Imagine being the founder of the firm that has been number one on SCN’s Top 50 list for the last 13 years. You’re now looking at life through the eyes of Martin “Marty” Schaffel.
Six months out of college, Schaffel started as a sales rep for 3M Visual Products working for Linear Business Products. After being chastised for a messy desk, Schaffel parted ways with the company and went to work for a competitor. The firm didn’t have anyone selling AV and Schaffel thought “Well, I can do that.”
After a year with the company, Schaffel was introduced to a Kroy lettering machine. Schaffel ended up cutting out the middle man and working directly with Kroy—and Audio Visual Innovations (AVI) was born. With $2,000 in his pocket, he was told he needed $10,000 for a starting order, and asked for cash on delivery (C.O.D.) terms. “All I had to my name was $2,000, a $400-a-month-apartment, a beat-up station wagon that was paid for, and a dog,” recalled Schaffel.

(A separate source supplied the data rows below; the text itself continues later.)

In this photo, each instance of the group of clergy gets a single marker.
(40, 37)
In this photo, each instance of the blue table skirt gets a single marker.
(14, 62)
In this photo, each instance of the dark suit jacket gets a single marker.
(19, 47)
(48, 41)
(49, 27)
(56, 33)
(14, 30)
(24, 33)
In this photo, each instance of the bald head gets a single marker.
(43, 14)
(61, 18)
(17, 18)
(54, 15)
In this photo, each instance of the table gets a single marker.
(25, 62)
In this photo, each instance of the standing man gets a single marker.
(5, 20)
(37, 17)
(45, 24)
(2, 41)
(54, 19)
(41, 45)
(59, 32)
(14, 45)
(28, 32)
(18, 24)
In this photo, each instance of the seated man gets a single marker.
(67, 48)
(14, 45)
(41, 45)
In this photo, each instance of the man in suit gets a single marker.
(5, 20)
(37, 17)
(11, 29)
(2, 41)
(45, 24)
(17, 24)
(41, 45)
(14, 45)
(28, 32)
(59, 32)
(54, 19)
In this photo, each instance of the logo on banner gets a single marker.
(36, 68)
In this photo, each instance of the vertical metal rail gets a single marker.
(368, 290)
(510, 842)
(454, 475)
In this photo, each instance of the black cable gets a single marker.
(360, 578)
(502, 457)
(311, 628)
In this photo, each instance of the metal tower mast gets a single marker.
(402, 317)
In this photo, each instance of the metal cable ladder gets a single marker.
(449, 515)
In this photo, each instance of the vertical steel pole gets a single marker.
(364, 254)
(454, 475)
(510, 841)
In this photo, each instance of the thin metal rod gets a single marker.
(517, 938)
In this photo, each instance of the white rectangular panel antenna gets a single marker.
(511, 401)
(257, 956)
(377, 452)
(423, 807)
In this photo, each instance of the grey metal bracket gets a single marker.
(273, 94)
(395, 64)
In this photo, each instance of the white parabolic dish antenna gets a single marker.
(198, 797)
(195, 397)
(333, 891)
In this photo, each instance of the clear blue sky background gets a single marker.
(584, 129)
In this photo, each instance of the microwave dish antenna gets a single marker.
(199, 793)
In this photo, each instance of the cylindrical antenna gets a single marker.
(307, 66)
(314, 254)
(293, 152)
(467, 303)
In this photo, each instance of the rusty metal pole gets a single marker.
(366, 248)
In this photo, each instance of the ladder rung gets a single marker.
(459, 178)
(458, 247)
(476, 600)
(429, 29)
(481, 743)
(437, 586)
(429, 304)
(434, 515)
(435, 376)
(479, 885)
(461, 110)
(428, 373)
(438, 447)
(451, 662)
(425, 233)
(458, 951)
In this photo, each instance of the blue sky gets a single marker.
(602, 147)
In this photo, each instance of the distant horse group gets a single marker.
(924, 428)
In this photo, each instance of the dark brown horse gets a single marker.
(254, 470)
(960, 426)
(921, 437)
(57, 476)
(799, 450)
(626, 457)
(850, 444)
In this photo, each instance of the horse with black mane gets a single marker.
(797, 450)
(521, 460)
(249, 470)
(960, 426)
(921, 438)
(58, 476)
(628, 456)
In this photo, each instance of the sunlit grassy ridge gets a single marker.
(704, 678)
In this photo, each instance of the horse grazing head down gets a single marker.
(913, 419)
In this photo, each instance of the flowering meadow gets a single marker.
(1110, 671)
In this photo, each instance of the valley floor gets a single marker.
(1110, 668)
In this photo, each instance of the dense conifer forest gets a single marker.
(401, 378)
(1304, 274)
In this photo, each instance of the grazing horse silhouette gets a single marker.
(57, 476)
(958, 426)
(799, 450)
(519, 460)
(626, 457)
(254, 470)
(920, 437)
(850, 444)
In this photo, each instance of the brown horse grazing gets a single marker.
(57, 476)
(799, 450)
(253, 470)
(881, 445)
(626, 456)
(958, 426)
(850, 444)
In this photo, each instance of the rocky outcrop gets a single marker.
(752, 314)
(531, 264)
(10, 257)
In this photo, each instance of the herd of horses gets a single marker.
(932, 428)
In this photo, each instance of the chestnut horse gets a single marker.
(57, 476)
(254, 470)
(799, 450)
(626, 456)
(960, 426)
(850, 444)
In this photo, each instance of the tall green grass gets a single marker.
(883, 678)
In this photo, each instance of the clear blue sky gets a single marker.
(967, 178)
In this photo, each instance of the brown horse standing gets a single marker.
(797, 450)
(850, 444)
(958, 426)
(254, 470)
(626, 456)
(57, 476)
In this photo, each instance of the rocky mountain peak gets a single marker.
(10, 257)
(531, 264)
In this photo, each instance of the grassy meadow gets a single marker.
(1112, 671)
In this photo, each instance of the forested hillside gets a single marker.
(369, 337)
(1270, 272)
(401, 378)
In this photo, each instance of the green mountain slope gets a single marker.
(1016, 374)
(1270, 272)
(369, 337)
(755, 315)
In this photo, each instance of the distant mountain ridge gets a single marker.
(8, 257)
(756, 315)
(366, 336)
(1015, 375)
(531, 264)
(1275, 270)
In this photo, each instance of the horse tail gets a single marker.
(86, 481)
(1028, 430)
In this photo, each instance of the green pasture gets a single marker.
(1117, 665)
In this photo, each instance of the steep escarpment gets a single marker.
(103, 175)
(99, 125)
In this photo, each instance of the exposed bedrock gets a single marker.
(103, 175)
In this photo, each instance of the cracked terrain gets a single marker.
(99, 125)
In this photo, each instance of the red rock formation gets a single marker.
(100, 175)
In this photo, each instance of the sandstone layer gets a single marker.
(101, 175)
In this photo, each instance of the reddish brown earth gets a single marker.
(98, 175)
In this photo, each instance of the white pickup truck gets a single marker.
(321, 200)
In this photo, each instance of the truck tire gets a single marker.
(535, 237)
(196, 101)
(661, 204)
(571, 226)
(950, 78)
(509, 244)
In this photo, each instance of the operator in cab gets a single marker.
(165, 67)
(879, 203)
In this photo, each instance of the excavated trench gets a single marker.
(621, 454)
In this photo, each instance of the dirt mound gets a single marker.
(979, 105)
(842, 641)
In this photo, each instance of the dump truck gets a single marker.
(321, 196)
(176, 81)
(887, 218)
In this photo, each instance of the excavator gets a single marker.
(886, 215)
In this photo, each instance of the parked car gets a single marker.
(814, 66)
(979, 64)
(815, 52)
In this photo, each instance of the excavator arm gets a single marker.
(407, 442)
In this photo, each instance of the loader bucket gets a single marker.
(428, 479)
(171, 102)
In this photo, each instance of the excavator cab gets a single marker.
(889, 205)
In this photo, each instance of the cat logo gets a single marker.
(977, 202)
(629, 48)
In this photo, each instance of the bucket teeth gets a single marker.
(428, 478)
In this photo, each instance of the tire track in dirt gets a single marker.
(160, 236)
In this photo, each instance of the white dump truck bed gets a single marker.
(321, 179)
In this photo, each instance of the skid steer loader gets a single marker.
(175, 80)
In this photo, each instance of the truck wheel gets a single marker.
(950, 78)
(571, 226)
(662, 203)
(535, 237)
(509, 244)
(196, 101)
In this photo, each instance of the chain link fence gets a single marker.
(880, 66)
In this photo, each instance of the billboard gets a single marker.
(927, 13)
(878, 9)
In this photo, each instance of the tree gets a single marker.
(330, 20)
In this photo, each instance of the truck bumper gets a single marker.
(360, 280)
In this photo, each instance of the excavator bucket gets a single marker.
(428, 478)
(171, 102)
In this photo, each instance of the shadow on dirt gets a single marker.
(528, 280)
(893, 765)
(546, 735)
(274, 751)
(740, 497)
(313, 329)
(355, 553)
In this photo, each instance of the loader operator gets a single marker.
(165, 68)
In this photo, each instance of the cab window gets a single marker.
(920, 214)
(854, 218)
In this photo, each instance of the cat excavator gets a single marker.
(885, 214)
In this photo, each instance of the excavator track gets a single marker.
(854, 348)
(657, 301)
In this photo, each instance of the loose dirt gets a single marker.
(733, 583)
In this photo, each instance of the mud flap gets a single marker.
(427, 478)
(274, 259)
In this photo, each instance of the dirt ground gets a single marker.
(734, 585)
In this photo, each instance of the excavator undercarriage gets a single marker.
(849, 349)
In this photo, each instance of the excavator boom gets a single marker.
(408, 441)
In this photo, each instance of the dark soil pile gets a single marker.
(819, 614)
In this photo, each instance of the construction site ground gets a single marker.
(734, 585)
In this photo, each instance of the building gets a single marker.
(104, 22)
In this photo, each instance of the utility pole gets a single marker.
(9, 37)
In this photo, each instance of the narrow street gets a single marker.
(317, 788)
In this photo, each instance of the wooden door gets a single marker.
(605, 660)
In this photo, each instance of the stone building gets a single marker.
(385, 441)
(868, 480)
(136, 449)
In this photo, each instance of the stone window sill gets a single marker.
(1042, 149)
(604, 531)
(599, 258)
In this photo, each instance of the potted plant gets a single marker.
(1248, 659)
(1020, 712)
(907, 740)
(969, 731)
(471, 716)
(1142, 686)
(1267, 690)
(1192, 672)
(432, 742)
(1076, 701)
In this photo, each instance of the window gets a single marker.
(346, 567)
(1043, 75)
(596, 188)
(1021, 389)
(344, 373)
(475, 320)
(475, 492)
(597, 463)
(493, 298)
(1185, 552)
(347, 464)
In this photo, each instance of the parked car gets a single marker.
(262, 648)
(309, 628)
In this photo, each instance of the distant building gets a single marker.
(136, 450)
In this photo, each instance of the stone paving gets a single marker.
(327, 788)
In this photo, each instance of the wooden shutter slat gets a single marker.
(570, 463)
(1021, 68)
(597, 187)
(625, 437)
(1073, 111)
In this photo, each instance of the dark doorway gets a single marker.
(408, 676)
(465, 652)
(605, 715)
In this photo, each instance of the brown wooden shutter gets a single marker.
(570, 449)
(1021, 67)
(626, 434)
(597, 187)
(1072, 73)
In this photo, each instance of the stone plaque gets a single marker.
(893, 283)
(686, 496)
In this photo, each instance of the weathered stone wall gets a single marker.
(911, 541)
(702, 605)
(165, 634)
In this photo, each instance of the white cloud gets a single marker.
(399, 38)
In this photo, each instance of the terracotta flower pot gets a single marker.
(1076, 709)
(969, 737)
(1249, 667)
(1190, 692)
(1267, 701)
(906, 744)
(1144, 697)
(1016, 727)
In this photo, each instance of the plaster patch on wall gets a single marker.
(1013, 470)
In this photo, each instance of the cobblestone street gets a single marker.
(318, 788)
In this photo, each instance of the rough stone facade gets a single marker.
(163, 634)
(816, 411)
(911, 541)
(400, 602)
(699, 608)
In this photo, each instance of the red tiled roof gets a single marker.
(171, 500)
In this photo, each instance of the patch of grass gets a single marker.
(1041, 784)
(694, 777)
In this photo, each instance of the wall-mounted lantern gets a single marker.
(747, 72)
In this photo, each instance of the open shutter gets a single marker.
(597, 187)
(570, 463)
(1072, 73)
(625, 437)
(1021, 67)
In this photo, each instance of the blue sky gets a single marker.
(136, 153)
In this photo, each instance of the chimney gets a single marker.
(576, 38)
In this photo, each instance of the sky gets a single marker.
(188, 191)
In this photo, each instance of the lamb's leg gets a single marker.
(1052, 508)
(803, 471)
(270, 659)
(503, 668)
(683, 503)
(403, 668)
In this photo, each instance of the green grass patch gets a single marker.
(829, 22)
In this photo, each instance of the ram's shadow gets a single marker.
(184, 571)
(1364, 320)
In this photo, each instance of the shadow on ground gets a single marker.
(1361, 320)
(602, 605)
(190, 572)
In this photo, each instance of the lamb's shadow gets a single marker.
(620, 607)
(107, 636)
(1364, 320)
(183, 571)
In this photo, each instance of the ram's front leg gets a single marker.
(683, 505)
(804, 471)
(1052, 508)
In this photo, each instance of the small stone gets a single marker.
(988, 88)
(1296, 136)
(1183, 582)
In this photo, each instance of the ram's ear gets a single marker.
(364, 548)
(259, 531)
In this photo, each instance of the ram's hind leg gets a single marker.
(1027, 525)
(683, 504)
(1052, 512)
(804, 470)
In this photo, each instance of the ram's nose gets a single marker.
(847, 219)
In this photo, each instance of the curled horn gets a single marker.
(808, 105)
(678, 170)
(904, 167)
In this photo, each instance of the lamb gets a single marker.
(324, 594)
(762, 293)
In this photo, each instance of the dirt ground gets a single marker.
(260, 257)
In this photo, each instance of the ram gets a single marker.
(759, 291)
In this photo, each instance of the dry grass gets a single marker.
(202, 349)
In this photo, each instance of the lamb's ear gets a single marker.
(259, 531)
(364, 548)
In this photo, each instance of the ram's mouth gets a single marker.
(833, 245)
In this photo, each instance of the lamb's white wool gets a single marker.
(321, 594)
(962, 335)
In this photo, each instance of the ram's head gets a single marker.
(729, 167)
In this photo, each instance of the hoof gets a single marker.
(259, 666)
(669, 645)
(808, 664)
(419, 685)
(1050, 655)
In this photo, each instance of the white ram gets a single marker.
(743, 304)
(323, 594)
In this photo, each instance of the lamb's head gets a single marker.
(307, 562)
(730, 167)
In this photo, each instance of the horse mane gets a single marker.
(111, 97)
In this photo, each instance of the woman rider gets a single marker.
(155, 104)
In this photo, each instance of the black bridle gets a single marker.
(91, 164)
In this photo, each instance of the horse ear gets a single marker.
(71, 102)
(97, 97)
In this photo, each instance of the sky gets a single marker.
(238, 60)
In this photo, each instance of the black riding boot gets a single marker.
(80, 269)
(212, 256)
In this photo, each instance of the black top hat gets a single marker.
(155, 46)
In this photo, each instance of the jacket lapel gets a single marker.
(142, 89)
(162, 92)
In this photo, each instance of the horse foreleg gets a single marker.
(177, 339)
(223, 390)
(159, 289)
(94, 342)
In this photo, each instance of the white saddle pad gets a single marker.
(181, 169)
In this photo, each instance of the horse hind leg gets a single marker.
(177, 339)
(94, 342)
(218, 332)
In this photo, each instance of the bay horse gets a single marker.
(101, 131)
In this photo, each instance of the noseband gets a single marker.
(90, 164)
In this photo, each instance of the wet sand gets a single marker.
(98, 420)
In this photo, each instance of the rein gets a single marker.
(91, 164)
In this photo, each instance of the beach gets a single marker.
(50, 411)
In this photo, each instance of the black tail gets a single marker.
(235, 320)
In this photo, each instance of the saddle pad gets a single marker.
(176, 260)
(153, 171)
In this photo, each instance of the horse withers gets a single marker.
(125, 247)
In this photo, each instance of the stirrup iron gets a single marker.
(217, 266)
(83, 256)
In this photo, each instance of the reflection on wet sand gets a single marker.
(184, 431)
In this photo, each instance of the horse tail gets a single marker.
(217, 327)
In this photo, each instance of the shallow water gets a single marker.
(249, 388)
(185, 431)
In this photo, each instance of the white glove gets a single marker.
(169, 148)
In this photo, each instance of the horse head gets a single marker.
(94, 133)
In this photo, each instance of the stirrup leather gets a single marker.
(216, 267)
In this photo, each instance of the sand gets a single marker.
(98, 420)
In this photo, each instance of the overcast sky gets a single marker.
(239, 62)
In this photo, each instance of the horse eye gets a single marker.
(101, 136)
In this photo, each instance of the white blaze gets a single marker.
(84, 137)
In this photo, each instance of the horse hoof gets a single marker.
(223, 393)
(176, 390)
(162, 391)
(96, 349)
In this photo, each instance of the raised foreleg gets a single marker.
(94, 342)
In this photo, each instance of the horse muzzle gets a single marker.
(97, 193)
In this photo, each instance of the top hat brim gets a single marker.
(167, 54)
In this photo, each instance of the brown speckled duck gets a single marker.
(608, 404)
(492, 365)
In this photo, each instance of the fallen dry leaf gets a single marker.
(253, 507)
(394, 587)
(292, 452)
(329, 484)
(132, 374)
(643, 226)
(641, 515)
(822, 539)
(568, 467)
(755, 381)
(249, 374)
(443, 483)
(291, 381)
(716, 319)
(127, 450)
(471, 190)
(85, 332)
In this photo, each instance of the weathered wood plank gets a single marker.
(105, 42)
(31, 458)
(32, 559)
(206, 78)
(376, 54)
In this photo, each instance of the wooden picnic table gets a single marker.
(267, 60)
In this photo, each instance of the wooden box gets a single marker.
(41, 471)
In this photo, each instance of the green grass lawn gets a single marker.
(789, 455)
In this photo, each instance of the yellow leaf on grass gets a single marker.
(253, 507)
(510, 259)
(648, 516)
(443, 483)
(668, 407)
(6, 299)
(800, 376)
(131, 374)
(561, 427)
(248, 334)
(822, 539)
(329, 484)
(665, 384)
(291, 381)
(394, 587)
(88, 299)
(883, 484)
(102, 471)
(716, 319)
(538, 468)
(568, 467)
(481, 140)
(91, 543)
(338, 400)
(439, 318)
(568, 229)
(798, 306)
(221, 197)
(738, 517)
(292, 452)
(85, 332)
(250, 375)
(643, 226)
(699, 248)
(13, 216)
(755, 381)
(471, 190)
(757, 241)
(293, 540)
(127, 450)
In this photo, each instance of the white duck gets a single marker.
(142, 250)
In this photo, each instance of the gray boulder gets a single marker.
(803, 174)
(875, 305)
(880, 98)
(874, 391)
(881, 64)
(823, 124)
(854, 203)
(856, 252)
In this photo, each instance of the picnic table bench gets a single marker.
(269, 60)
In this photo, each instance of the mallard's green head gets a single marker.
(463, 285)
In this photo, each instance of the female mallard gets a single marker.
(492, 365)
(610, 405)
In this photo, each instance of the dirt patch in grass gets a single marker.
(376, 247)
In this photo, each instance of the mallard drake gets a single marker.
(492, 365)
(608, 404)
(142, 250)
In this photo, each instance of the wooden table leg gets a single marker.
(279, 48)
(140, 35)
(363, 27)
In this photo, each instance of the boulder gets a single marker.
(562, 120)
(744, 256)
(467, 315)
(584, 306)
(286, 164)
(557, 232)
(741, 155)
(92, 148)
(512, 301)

Schaffel wrote a check he couldn’t cash, but sold the first 10 machines he received in 48 hours and made his check good—not a practice he recommends for the current day as “money moves a lot faster.” After a year, AVI became one of Kroy’s biggest resellers and expanded his business into movie projectors, slide projectors, overhead projectors, and video equipment.
“In 1988, I saw the first LCD panel and was so impressed by it that I changed our whole focus and direction to display technology,” Schaffel said. “There’s no looking back after that—we became the biggest in the world after a while.”
“We grew every year. There was never a year we didn’t grow, which I thought was really fantastic,” he continued. “The lesson I learned is that you have to reinvent yourself every few years. The business has to reinvent itself and the leader has to reinvent itself.”
As AVI grew, so did Schaffel’s role and responsibilities. Schaffel—ever a salesman at heart—went from selling products to customers to “selling a vision of opportunity and success to my employees.” He views that transition as the first of many reinventions of leadership and company.
In 2008, Schaffel made the decision to sell 80 percent of the stock in his company and AVI merged with Signal Perfection Ltd. (SPL), taking on its current name of AVI-SPL. “This merger enables AVI and SPL to build on their respective track records by creating a new company with a national and global presence while offering our customers a wide range of services that are consistent and compatible across geographies and throughout an enterprise,” Schaffel said at the time.
Schaffel had three goals for AVI. The first was to be the first integration firm to hit $1 billion. While he didn’t reach that goal while at the firm, he still believes AVI-SPL will achieve that goal. “I want to see the company do it and I want them to be the first one to do it,” he said.
His second goal was to achieve “the first organically grown national and international footprint, and become the biggest in the industry,” a goal he says he accomplished.
Schaffel’s final goal was reaching what he has coined “management nirvana.” “This was the greatest place I got to in my career: nobody was allowed to report to me who needed to be managed. If you needed to be managed, you needed to report to somebody else or you needed to go work somewhere else. It took me about 25 years. I wanted to be able to go into the office, sit around a table, and agree on a vision, strategy, and direction. When we all got up, I knew everybody knew what they were responsible for and that they would do it without fail and I didn’t have to worry about whether people did what they were supposed to.”
In 2017, Schaffel sold his remaining stock in AVI-SPL and retired from the company. He joined the faculty at his alma mater, University of Florida, where he teaches entrepreneurship, leadership, and ethics. In “retirement,” Schaffel misses mentoring his employees and helping them be successful. “In order to fill that voice, I drive to Gainesville—two hours each way, every week—to help young students find their way and be successful.”